The book’s full title is “Root Shock: How Tearing Up City Neighborhoods Hurts America, and What We Can Do About It,” and it was published before the disastrous hurricanes hit. But the mental health parallels of the two types of damage are so strikingly similar that Fullilove’s research has taken on an eerie new relevance. Her path has not been an easy one. In the beginning, she says, other professionals tried to convince her that her field was not really a field at all.
“I think the idea in general, in the mental health professions, is that people have important relationships with people, and place is optional. So the idea that our relationship with place is actually a necessity…it’s not optional, you have to live someplace…flies in the face of much current orthodoxy. So we had gotten into a train of thinking about place that minimized it.”
As for the recovering hurricane victims, Fullilove believes that their most immediate mental health need is a kind of “emotional triage”.
“One of the things that has stood out with Katrina is the sense of disorientation, of not knowing what’s going on. So I would think that one of the immediate things that’s needed is some sense of grounding…whether that’s a kind of vision, or an explanation of what’s going to happen from this point forward, or just ‘What do you need, and how can we help you get it?'”
In her book, Fullilove says that even such violent dislocations can sometimes have a silver lining…a chance for people to literally start their lives over, to build a new “emotional ecosystem” that’s better suited to their needs than the old one was. But what she’s seen so far of the government’s response to the tragedy, she says, has not been encouraging.
“We don’t know how cruel our society is going to be to them. If you’re exposed to traumatic circumstances, chances are you’re going to have trauma-related mental illnesses. But if people gather around you and nourish you, and help you rebuild your house and have beautiful new furniture and get you back there, and on your feet again, you could feel pretty great. But that’s not likely. It’s likely that we will do everything bad to these people…and in that case, we can expect to see a downward spiral of problems.”
Perhaps the most damaging aspect so far for New Orleans evacuees, Fullilove says, is the ongoing talk about abandoning the city’s older neighborhoods altogether.

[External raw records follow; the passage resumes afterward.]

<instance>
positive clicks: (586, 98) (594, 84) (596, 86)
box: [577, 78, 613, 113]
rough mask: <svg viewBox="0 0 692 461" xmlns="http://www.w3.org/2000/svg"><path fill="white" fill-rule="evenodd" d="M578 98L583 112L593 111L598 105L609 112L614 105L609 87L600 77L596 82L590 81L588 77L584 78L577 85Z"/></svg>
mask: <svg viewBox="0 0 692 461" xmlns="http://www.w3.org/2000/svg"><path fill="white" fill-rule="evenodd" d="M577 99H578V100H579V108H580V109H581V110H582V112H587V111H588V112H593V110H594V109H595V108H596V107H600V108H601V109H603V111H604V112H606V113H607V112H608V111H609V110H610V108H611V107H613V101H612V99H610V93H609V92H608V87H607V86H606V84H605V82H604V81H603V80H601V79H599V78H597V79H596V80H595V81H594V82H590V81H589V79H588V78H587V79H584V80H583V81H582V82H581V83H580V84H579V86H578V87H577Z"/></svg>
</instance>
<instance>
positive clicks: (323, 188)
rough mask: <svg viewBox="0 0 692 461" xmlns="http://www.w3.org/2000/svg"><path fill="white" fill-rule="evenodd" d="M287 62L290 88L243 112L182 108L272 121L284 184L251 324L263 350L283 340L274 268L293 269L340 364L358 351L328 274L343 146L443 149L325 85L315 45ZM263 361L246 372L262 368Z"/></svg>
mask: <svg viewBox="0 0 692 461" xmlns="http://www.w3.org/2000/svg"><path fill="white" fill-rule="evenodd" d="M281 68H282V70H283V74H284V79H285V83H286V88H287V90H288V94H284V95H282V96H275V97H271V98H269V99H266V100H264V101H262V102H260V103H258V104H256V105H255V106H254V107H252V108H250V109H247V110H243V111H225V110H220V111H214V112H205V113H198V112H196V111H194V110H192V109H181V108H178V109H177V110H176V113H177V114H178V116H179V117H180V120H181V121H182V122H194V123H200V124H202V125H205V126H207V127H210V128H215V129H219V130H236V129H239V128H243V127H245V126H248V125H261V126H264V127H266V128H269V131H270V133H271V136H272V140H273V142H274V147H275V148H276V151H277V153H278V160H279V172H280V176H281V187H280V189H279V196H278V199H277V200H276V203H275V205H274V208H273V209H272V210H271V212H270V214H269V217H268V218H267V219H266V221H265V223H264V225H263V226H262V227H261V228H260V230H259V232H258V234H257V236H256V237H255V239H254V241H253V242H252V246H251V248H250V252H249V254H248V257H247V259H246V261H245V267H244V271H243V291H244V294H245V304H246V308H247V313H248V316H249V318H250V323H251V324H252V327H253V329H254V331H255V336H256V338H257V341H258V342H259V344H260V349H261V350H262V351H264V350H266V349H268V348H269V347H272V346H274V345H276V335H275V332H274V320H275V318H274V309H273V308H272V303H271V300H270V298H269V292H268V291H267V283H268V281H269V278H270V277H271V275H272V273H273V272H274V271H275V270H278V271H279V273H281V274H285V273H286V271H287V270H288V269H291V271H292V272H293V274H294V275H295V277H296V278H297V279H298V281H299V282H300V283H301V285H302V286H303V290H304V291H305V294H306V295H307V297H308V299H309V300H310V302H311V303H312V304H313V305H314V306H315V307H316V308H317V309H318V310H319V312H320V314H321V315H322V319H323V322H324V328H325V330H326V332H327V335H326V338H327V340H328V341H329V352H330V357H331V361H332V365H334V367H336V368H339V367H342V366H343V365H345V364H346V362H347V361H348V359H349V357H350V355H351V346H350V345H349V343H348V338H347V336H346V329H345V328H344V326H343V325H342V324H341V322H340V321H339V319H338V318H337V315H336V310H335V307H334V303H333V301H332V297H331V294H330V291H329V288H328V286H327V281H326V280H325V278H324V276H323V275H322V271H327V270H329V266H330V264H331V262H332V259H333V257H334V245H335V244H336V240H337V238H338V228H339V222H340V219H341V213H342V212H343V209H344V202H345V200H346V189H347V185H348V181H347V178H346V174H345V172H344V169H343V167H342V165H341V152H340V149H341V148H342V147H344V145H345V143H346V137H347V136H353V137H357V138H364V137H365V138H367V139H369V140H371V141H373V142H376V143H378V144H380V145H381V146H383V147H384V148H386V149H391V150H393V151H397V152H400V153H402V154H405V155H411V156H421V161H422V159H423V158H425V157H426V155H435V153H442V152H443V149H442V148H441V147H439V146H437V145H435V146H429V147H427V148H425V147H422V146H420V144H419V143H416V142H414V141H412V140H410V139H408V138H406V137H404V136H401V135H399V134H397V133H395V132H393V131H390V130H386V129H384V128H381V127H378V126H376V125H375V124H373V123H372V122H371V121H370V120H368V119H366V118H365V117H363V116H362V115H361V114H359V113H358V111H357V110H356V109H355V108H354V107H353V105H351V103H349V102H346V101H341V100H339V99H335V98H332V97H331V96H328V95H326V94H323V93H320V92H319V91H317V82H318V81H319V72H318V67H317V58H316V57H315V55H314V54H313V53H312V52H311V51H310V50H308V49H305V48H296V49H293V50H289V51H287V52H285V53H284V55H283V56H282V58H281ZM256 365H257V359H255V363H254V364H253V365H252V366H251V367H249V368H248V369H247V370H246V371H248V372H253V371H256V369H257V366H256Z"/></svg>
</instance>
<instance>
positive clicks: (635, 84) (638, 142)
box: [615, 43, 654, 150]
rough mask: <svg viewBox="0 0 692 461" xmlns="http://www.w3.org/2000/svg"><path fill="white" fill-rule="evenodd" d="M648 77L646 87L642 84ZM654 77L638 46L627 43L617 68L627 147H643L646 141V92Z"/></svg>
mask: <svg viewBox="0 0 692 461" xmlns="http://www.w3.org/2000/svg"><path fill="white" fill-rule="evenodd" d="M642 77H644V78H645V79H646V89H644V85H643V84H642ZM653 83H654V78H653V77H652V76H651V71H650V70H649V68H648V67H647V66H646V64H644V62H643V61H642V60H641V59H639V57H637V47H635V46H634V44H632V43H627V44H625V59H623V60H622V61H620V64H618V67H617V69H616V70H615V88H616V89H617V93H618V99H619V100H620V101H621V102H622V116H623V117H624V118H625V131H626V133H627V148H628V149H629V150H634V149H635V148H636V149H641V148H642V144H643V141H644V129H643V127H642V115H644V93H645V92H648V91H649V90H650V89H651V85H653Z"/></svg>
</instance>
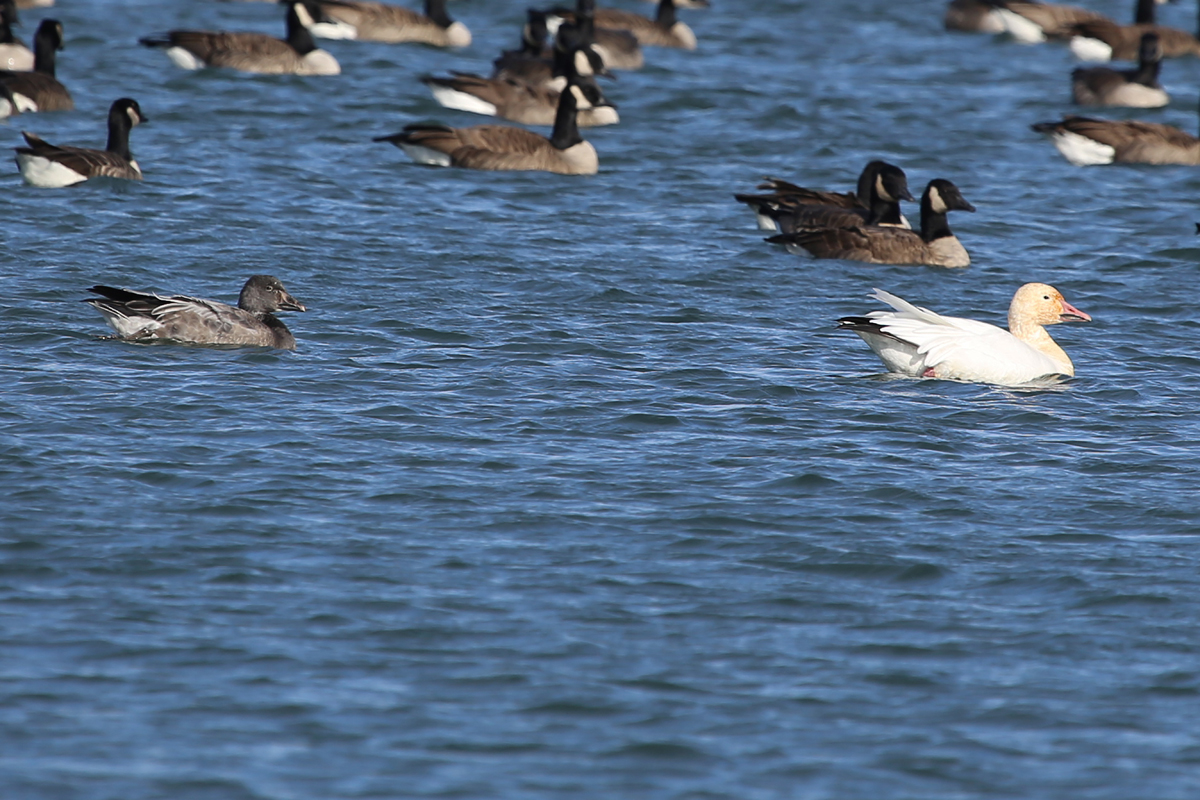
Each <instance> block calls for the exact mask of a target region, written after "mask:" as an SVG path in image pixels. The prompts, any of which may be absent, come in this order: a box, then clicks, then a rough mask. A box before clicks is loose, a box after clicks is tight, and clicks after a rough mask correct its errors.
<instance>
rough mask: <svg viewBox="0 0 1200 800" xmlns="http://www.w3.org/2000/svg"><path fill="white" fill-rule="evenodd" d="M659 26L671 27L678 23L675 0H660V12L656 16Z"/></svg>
mask: <svg viewBox="0 0 1200 800" xmlns="http://www.w3.org/2000/svg"><path fill="white" fill-rule="evenodd" d="M654 22H656V23H658V24H659V28H671V26H672V25H674V24H676V16H674V0H659V12H658V13H656V14H655V16H654Z"/></svg>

“The idea that maybe we will do something with the Ninth Ward that won’t include poor people in New Orleans is really an assault on somebody who has been evacuated from a disaster and then told, ‘Well, maybe you can never go home.’ That’s egregious, and very harmful to people’s mental health.”
Ironically, Fullilove says, this kind of damage is being done at a time in history when new technologies could make it easier than ever to emotionally reconnect dispersed communities.
“We have to build democratic institutions that will operate for the people in diaspora. And this should be very easy to do, using the Internet, radio, media, television…so that people feel connected to their hometowns, can have a voice through their council-people, can feel connected with their social and fraternal organizations, feel connected with their families. Short-term, you’ve got to give people the sense that they’re part of something they’ve been part of before. They have to have hope.”
Not many people fully understand, yet, just how high the stakes are, in that challenge, Fullilove says. If we fail at the task, we’re not only condemning large numbers of Americans to long-term emotional illnesses, she believes, but the ripple effect of that suffering will spread throughout society as a whole.
“Because we aren’t just people randomly scattered. We live together in neighborhoods, we work together in workplaces. And it gives us a way to see the specific relationships that we have to repair, the specific inequalities we have to abolish. The specific way of deforming American democracy that has to be abolished, because it causes this kind of pain. It’s really something that can take us in a great leap forward of being a better country. As soon as we see that, we have great hope.”